Hey America, people don’t tell you this often enough: You’re a really shitty driver. The National Highway Transportation Safety Administration, those bean-counting bureaucrat scolds, announced yesterday that you exceeded even the direst expectations and killed 17,775 people in traffic accidents. And that’s just in the first half of this year. According to the numbers, you are a menacing moron operating with total disregard for the lives of helpless children, old people, planet-loving bicyclists and harmless pets.
All this despite the fact that automobiles today—much like modern aircraft—are engineering wonders built to protect us from our own half-assed, ham-handed attempts to operate them. Because of your ineptitude, auto manufacturers have designed cars that will literally apply the brakes when you’re too busy Snapchatting a photo of your fat cheeks to press them yourself.
And yet, your death rampage continues. And it’s getting worse, not better.
Yesterday, the National Highway Traffic Safety Administration released numbers that should cause you to hang your collective heads in shame: In the first half of 2016, your shitty driving killed 10.4% more of you than the same time period last year. That amounts to 17,775 fatal incidents—way more than are killed by accidental drug overdose, the second leading cause of accidental death in the US, more than are killed by ISIS (zero), sharks (1), wasp stings (58).
Your shitty driving has so far killed 59 times as many people as have been gunned down in mass shootings (297), and 20 times more than have been killed by law enforcement officers (821).

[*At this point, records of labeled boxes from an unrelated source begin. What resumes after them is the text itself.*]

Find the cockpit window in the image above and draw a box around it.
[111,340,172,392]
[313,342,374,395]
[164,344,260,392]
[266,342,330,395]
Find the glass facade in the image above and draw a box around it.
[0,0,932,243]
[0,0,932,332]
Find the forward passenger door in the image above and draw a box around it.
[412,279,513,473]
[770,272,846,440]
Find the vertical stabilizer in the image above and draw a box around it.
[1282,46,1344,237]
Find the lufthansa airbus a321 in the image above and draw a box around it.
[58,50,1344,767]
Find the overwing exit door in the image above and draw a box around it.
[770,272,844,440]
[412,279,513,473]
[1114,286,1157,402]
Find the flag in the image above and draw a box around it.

I could go on, but the fact of the matter is that your bad driving is killing more people than anything except, perhaps, chocolate chip cookie dough ice cream.
And all of this comes at a steep price: the annual societal costs of U.S. traffic crashes exceeded $836 billion in 2014, according to NHTSA. In 2015, fatalities rose sharply, by 7.2% to 35,092 deaths—levels not seen since 1966 (which, incidentally, is two years before seat belts were required in cars and 14 years prior to the formation of Mothers Against Drunk Driving).
The mitigating factor is that there are a lot more cars on the road today than there were in ’66, and we drive them a lot more than we did back then. In fact, according to the U.S. Transportation Department, we’re driving 3.3 % more miles a year than we were last year. Which means more that many more opportunities to screw up and kill someone.
The United States is, to borrow a word from NHTSA Administrator Mark Rosekind, in a “crisis.”
So what is changing? We’re just not all that interested in driving while we’re driving. We’d rather be doing anything else: texting with our mistresses, playing with Instagram filters, Snapchatting our aforementioned fat cheeks, googling traffic fatality stats—anything but operating our vehicles.
You’re a shitty driver, America. Time to hand over the keys.